Das alles ist wahr, ist aber nur ein Teil des Gesamtbildes. Und das ist eben das, was ich auch am Narrativ der Separatisten kritisiere: Dass sie das außerkatalanische Spanien insgesamt als Problem darstellen und nicht etwa die Problemverursacher identifizieren und dass sie die innerkatalanischen Problem nicht sehen. Katalonien war das letzte Bollwerk der republikanischen Regierung, aber es gab eben auch viele Katalanen, die auf Seiten Francos standen, sei es, weil sie von den anarchistischen und trotzkistischen Milizen, welche nach dem Putsch im republikanisch gebliebenen Teil de facto in weiten Teilen die Macht übernahmen verfolgt wurden, sei es wiel sie eh mit den Putschisten sympathisierten. Manche gingen ins Exil, manche über das Exil auf die Seite der Aufständischen (also der Faschisten). Es ist ungefähr so, wie mit den Österreichern, die Österreich als erstes internationales Opfer der Nazis sehen und die tatkräftige Hilfe österreichischer Faschisten am "Anschluss" wegreden wollen (oder mit den Deutschen, die sagen H. sei ja eigentlich Österreicher gewesen). Katalonien hat die ganze Härte des Francoregimes gespürt, v.a. in den Anfangsjahren, aber letztlich bis hin zur allmählichen Liberalisierung nach 1956 und bis etwa 1970/5. Aber dass Katalanen auch dem Franquismus anhingen (und zwar vo Anfang bis Ende), dass es auch nach wie vor Rechte in Katalonien gibt (Wahl 2017 in Katalonien der VOX 7,xx %), das ignorieren sie geflissentlich. "Die bösen saßen und sitzen in Kastilien etc., wir sind die Opfer." Und das stimmt eben in dieser Ausschließlichkeit nicht.
 
Es ging mir [...] im Allgemeinen auch um die Problematik von Massengräber und Umbettungen etc.
Die dürfte relativ identisch sein, unabhängig von den genauen Umständen unter denen die Leute zu Tode gekommen sind.

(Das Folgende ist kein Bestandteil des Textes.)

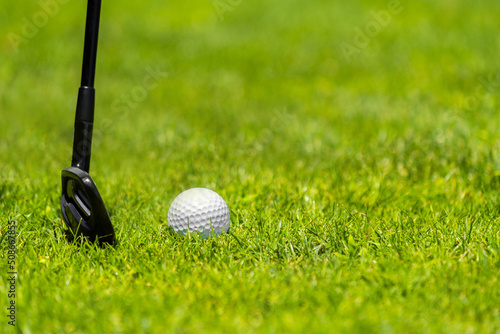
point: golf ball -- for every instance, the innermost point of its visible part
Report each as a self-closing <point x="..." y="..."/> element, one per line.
<point x="199" y="210"/>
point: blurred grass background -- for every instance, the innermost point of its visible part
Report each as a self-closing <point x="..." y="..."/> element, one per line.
<point x="363" y="190"/>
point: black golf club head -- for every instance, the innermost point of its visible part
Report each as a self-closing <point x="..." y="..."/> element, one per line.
<point x="81" y="204"/>
<point x="83" y="208"/>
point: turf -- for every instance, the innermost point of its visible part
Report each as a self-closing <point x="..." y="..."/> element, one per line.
<point x="363" y="186"/>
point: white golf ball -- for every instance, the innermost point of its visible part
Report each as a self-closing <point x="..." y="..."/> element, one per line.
<point x="199" y="210"/>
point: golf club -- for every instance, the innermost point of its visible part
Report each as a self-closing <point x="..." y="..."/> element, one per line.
<point x="82" y="207"/>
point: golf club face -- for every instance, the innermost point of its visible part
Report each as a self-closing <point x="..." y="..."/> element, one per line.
<point x="83" y="209"/>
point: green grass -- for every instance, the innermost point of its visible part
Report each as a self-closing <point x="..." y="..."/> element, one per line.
<point x="364" y="192"/>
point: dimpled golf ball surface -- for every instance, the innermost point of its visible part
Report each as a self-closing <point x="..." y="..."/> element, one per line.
<point x="199" y="210"/>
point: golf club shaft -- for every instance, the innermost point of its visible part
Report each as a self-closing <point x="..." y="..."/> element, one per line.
<point x="84" y="118"/>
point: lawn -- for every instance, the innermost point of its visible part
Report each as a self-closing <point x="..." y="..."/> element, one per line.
<point x="356" y="143"/>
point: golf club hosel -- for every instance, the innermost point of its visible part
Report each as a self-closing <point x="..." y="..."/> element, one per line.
<point x="84" y="123"/>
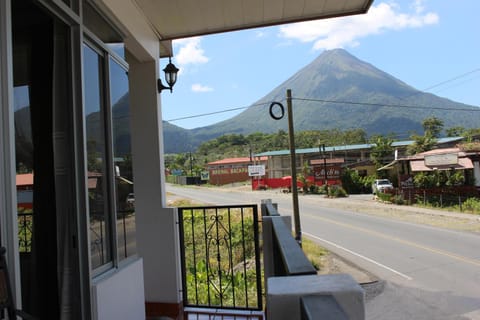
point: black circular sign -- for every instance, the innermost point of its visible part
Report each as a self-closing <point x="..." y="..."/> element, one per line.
<point x="277" y="114"/>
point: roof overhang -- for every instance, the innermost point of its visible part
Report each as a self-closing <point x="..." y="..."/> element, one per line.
<point x="175" y="19"/>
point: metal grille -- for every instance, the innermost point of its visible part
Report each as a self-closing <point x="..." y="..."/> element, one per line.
<point x="220" y="257"/>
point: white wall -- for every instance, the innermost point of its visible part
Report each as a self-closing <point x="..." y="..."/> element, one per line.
<point x="476" y="173"/>
<point x="119" y="294"/>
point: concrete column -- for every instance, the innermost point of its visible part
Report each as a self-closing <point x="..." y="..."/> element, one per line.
<point x="157" y="231"/>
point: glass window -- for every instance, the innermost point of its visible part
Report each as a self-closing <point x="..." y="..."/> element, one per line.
<point x="100" y="231"/>
<point x="126" y="239"/>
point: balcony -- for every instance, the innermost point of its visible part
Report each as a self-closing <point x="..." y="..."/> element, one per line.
<point x="221" y="269"/>
<point x="224" y="277"/>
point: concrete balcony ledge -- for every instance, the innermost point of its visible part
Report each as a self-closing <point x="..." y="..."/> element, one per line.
<point x="285" y="293"/>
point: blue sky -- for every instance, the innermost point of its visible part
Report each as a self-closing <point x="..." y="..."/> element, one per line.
<point x="431" y="45"/>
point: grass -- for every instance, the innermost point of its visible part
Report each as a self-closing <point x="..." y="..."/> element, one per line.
<point x="315" y="253"/>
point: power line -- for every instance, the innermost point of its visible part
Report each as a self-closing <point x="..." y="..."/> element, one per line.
<point x="452" y="79"/>
<point x="386" y="105"/>
<point x="351" y="102"/>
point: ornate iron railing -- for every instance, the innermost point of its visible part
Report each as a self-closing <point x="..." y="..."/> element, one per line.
<point x="220" y="257"/>
<point x="25" y="229"/>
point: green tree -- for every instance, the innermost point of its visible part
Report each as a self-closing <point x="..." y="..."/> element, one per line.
<point x="432" y="127"/>
<point x="382" y="151"/>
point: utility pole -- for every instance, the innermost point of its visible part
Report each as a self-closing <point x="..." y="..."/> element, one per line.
<point x="293" y="165"/>
<point x="191" y="164"/>
<point x="325" y="168"/>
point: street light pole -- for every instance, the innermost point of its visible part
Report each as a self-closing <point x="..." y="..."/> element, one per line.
<point x="191" y="164"/>
<point x="325" y="169"/>
<point x="293" y="165"/>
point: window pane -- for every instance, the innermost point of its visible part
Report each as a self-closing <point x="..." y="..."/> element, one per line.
<point x="24" y="164"/>
<point x="126" y="238"/>
<point x="100" y="245"/>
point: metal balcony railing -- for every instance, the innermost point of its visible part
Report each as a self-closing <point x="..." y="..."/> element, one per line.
<point x="220" y="256"/>
<point x="284" y="259"/>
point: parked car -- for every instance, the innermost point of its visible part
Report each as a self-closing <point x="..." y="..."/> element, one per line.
<point x="381" y="185"/>
<point x="130" y="200"/>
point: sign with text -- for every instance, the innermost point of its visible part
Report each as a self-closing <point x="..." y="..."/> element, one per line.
<point x="205" y="175"/>
<point x="256" y="170"/>
<point x="441" y="159"/>
<point x="333" y="172"/>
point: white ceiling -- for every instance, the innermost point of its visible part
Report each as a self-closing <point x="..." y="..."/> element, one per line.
<point x="174" y="19"/>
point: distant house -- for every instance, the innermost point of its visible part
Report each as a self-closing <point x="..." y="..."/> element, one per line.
<point x="337" y="158"/>
<point x="24" y="191"/>
<point x="441" y="159"/>
<point x="232" y="170"/>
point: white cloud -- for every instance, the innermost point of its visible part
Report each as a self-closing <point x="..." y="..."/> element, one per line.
<point x="201" y="88"/>
<point x="190" y="52"/>
<point x="346" y="31"/>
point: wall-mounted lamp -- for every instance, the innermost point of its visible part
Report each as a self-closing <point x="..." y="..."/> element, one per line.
<point x="170" y="76"/>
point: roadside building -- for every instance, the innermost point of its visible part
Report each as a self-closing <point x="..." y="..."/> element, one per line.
<point x="337" y="158"/>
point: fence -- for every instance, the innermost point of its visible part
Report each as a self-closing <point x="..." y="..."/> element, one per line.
<point x="220" y="257"/>
<point x="440" y="197"/>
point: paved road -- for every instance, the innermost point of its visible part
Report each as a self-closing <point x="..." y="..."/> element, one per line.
<point x="429" y="273"/>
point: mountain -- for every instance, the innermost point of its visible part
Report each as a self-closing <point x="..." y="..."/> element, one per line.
<point x="337" y="90"/>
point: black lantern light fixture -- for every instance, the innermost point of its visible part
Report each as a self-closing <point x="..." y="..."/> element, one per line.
<point x="170" y="76"/>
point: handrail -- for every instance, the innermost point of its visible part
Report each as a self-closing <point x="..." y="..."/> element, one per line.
<point x="317" y="307"/>
<point x="289" y="258"/>
<point x="294" y="260"/>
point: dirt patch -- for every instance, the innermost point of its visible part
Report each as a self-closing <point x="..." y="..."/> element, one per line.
<point x="334" y="264"/>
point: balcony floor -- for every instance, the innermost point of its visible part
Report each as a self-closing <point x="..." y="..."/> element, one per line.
<point x="221" y="314"/>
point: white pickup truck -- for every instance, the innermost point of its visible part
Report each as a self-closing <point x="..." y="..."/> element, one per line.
<point x="381" y="185"/>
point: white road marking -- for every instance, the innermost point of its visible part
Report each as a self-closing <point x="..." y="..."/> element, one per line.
<point x="360" y="256"/>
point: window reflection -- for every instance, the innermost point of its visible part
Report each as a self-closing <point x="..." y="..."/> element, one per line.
<point x="126" y="239"/>
<point x="96" y="159"/>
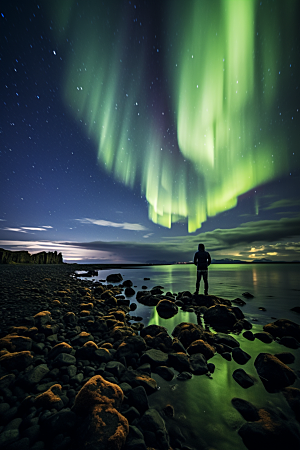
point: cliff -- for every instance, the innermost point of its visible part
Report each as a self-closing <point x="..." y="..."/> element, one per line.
<point x="23" y="257"/>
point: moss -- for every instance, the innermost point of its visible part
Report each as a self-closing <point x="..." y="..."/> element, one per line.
<point x="97" y="391"/>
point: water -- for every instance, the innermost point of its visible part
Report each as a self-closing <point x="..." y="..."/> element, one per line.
<point x="202" y="405"/>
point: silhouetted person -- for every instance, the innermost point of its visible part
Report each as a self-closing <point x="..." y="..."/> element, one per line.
<point x="202" y="260"/>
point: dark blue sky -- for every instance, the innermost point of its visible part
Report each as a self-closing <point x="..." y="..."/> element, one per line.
<point x="68" y="185"/>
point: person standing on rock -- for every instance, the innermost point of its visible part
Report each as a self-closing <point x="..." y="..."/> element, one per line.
<point x="202" y="260"/>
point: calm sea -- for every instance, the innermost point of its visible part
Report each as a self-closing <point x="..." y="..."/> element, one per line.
<point x="203" y="409"/>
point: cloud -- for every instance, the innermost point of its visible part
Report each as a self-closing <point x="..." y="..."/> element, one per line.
<point x="20" y="230"/>
<point x="284" y="203"/>
<point x="106" y="223"/>
<point x="27" y="229"/>
<point x="274" y="239"/>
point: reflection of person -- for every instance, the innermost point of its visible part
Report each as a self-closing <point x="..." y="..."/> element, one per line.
<point x="202" y="260"/>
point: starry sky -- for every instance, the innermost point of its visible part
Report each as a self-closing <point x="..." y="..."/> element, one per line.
<point x="130" y="131"/>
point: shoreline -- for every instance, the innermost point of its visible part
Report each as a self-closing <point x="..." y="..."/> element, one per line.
<point x="92" y="330"/>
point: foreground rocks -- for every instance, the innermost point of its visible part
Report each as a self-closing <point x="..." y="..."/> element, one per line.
<point x="78" y="372"/>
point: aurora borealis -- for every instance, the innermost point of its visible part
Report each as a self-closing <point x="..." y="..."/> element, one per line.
<point x="183" y="111"/>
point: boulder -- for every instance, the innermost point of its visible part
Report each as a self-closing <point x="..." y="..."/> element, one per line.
<point x="224" y="339"/>
<point x="101" y="425"/>
<point x="97" y="391"/>
<point x="203" y="347"/>
<point x="154" y="430"/>
<point x="152" y="330"/>
<point x="17" y="360"/>
<point x="62" y="347"/>
<point x="270" y="431"/>
<point x="154" y="357"/>
<point x="285" y="357"/>
<point x="166" y="309"/>
<point x="129" y="292"/>
<point x="198" y="364"/>
<point x="188" y="333"/>
<point x="137" y="397"/>
<point x="292" y="396"/>
<point x="102" y="428"/>
<point x="35" y="375"/>
<point x="273" y="372"/>
<point x="283" y="327"/>
<point x="165" y="372"/>
<point x="114" y="278"/>
<point x="290" y="342"/>
<point x="14" y="343"/>
<point x="263" y="336"/>
<point x="179" y="361"/>
<point x="51" y="399"/>
<point x="222" y="317"/>
<point x="242" y="378"/>
<point x="130" y="345"/>
<point x="239" y="356"/>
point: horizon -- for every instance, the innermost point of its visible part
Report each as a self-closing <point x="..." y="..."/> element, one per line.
<point x="135" y="130"/>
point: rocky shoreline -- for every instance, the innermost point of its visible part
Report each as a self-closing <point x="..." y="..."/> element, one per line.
<point x="77" y="366"/>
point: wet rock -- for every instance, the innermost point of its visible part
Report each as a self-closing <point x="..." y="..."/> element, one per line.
<point x="198" y="364"/>
<point x="247" y="295"/>
<point x="97" y="391"/>
<point x="222" y="317"/>
<point x="203" y="347"/>
<point x="62" y="347"/>
<point x="289" y="341"/>
<point x="239" y="356"/>
<point x="273" y="373"/>
<point x="70" y="318"/>
<point x="51" y="399"/>
<point x="137" y="398"/>
<point x="292" y="396"/>
<point x="166" y="309"/>
<point x="64" y="359"/>
<point x="227" y="356"/>
<point x="42" y="318"/>
<point x="61" y="422"/>
<point x="270" y="431"/>
<point x="102" y="428"/>
<point x="247" y="410"/>
<point x="165" y="372"/>
<point x="81" y="339"/>
<point x="7" y="380"/>
<point x="114" y="278"/>
<point x="249" y="335"/>
<point x="263" y="336"/>
<point x="179" y="361"/>
<point x="135" y="439"/>
<point x="129" y="292"/>
<point x="14" y="343"/>
<point x="152" y="330"/>
<point x="101" y="425"/>
<point x="154" y="430"/>
<point x="283" y="327"/>
<point x="183" y="376"/>
<point x="130" y="345"/>
<point x="18" y="360"/>
<point x="224" y="339"/>
<point x="35" y="375"/>
<point x="8" y="437"/>
<point x="242" y="378"/>
<point x="285" y="357"/>
<point x="188" y="333"/>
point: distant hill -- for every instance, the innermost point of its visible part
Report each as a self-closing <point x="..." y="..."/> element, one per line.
<point x="228" y="261"/>
<point x="24" y="257"/>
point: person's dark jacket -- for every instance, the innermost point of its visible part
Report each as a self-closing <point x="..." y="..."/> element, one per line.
<point x="202" y="259"/>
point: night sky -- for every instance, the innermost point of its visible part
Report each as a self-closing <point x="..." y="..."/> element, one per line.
<point x="130" y="131"/>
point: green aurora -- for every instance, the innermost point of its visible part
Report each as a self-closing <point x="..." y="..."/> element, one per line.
<point x="225" y="63"/>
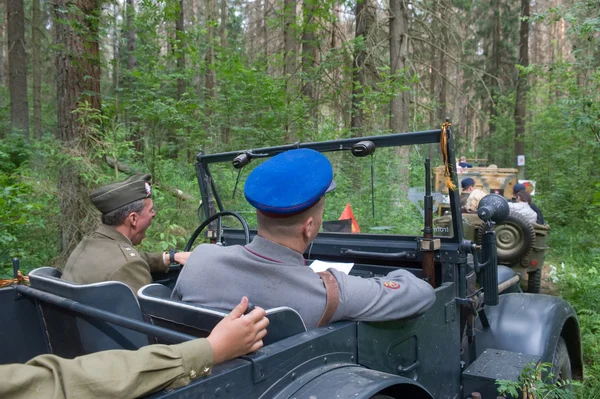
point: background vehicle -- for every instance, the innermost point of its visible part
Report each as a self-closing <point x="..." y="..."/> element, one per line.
<point x="521" y="245"/>
<point x="470" y="337"/>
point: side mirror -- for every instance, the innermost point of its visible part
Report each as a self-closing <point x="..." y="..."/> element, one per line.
<point x="493" y="207"/>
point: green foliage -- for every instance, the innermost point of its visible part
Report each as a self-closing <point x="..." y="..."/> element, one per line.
<point x="537" y="382"/>
<point x="28" y="205"/>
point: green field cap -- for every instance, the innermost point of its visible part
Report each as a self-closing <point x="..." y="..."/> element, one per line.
<point x="115" y="195"/>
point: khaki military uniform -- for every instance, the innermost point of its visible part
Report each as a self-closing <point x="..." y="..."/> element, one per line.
<point x="108" y="255"/>
<point x="463" y="199"/>
<point x="109" y="374"/>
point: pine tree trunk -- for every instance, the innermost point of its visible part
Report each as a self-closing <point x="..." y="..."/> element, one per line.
<point x="130" y="27"/>
<point x="210" y="78"/>
<point x="223" y="24"/>
<point x="309" y="50"/>
<point x="290" y="22"/>
<point x="521" y="98"/>
<point x="115" y="43"/>
<point x="180" y="35"/>
<point x="17" y="68"/>
<point x="399" y="110"/>
<point x="77" y="80"/>
<point x="36" y="68"/>
<point x="495" y="71"/>
<point x="2" y="46"/>
<point x="399" y="116"/>
<point x="364" y="21"/>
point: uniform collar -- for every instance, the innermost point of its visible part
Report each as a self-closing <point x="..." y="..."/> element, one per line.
<point x="272" y="251"/>
<point x="112" y="233"/>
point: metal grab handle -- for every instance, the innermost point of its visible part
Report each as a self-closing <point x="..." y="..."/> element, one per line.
<point x="404" y="370"/>
<point x="380" y="255"/>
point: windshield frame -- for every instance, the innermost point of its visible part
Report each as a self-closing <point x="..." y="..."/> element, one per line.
<point x="213" y="204"/>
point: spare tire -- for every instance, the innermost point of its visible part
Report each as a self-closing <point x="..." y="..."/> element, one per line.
<point x="515" y="237"/>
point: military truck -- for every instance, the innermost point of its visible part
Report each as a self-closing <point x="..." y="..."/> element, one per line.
<point x="521" y="245"/>
<point x="476" y="332"/>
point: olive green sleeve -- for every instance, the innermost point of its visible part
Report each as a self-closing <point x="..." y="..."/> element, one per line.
<point x="109" y="374"/>
<point x="155" y="261"/>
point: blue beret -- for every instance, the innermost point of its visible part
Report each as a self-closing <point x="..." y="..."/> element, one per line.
<point x="518" y="187"/>
<point x="467" y="182"/>
<point x="290" y="182"/>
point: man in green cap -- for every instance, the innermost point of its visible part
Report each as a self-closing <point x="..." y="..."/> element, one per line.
<point x="108" y="254"/>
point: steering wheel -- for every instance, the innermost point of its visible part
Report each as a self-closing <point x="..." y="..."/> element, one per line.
<point x="218" y="215"/>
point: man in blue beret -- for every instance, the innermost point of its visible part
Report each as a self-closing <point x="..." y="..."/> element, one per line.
<point x="109" y="254"/>
<point x="288" y="192"/>
<point x="521" y="187"/>
<point x="467" y="185"/>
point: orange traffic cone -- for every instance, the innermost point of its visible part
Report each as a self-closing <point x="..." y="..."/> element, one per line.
<point x="348" y="214"/>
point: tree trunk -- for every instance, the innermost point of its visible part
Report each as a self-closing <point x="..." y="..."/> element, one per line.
<point x="265" y="32"/>
<point x="77" y="80"/>
<point x="210" y="78"/>
<point x="399" y="110"/>
<point x="115" y="62"/>
<point x="130" y="27"/>
<point x="290" y="22"/>
<point x="521" y="98"/>
<point x="223" y="24"/>
<point x="17" y="68"/>
<point x="180" y="54"/>
<point x="225" y="128"/>
<point x="309" y="50"/>
<point x="364" y="21"/>
<point x="2" y="46"/>
<point x="495" y="70"/>
<point x="36" y="68"/>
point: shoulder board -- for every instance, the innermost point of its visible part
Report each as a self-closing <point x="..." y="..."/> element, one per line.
<point x="129" y="251"/>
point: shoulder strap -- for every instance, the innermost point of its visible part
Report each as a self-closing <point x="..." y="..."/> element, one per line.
<point x="333" y="297"/>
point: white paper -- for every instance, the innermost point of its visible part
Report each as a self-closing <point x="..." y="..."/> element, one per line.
<point x="321" y="266"/>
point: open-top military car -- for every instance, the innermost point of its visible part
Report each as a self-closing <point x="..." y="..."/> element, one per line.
<point x="476" y="332"/>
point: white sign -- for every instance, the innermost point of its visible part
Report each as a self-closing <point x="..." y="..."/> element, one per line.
<point x="321" y="266"/>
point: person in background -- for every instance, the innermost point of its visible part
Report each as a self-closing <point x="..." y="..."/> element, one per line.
<point x="521" y="207"/>
<point x="463" y="163"/>
<point x="473" y="201"/>
<point x="467" y="185"/>
<point x="521" y="187"/>
<point x="131" y="374"/>
<point x="109" y="254"/>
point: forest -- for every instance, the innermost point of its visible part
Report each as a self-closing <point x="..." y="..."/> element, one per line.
<point x="93" y="90"/>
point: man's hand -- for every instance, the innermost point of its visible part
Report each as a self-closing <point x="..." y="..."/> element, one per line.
<point x="235" y="335"/>
<point x="181" y="257"/>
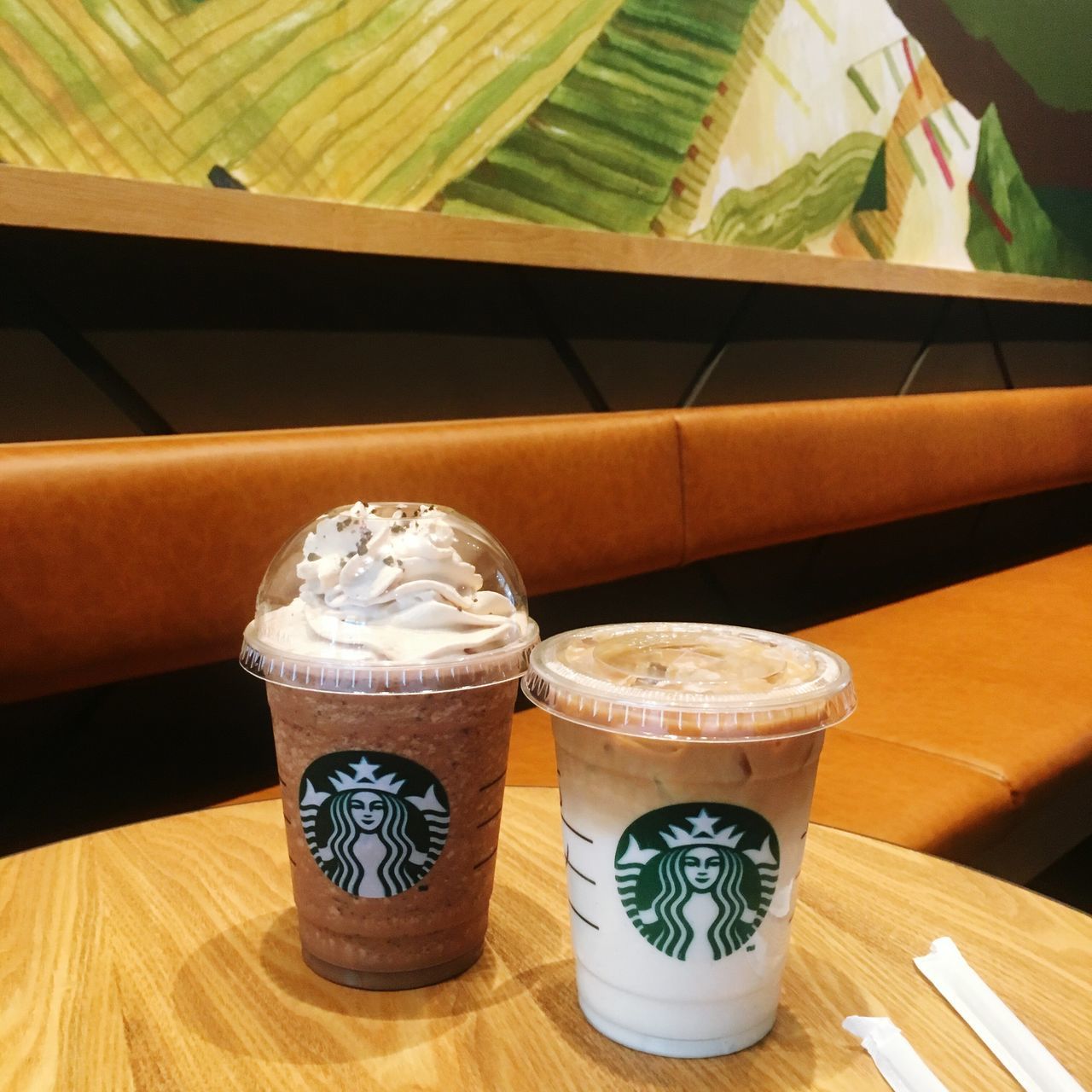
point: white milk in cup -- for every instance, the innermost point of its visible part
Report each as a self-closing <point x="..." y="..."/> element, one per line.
<point x="687" y="758"/>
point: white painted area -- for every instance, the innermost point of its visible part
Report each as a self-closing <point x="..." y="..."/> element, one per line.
<point x="932" y="230"/>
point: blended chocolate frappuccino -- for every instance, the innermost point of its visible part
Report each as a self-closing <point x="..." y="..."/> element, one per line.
<point x="392" y="638"/>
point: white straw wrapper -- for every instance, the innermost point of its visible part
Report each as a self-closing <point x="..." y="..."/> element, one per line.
<point x="897" y="1060"/>
<point x="993" y="1021"/>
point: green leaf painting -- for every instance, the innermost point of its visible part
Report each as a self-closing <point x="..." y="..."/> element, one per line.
<point x="605" y="147"/>
<point x="823" y="125"/>
<point x="803" y="202"/>
<point x="1009" y="230"/>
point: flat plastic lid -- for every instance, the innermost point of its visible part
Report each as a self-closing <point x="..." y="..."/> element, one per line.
<point x="690" y="681"/>
<point x="390" y="597"/>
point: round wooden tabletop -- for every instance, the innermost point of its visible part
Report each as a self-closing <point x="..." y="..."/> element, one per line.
<point x="165" y="956"/>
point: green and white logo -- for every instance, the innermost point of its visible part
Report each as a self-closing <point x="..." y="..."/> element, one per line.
<point x="380" y="827"/>
<point x="697" y="880"/>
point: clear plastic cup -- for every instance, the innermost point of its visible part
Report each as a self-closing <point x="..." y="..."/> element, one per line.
<point x="687" y="759"/>
<point x="391" y="638"/>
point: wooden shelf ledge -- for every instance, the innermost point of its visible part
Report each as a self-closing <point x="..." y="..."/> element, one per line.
<point x="61" y="200"/>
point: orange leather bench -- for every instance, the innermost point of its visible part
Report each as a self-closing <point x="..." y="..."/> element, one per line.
<point x="974" y="734"/>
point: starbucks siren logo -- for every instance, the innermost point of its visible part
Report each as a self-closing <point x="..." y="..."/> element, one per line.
<point x="380" y="828"/>
<point x="697" y="880"/>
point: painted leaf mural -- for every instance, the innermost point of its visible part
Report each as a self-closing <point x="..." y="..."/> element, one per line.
<point x="921" y="131"/>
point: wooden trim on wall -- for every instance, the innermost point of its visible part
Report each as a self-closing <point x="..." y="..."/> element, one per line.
<point x="47" y="199"/>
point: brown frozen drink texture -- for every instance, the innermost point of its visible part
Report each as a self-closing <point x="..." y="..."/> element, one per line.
<point x="391" y="638"/>
<point x="462" y="738"/>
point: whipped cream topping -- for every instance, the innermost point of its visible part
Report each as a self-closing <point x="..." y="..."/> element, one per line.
<point x="388" y="584"/>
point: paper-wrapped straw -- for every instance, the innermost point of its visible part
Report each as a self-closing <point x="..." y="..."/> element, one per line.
<point x="993" y="1021"/>
<point x="897" y="1060"/>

Wenn zig Angehörige von Leuten, die da wahrscheinlich liegen bei dem Umgang mit dem Grab gerne ein Wort mitreden möchten (was ja nur zu verständlich ist), wird dass zwangsläufig zu verschiedenen Auffassungen des Umgangs führen.

Eine Familie möchte das Grab öffnen und eigene Angehörige umbetten lassen, andere möchten das vielleicht nicht.
Wer hat nun mehr recht/die besseren Argumente?

Wie ich schon sagte: Baltazar Garzón war Generalstaatsanwalt, das waren also juristische Untersuchungen. Diese wurde politisch motiviert mundtot gemacht. Die Angehörigen der meist republikanischen Opfer wollen i.d.R. die Aufklärung und auch Umbettung ihrer Toten auf reguläre Friedhöfe.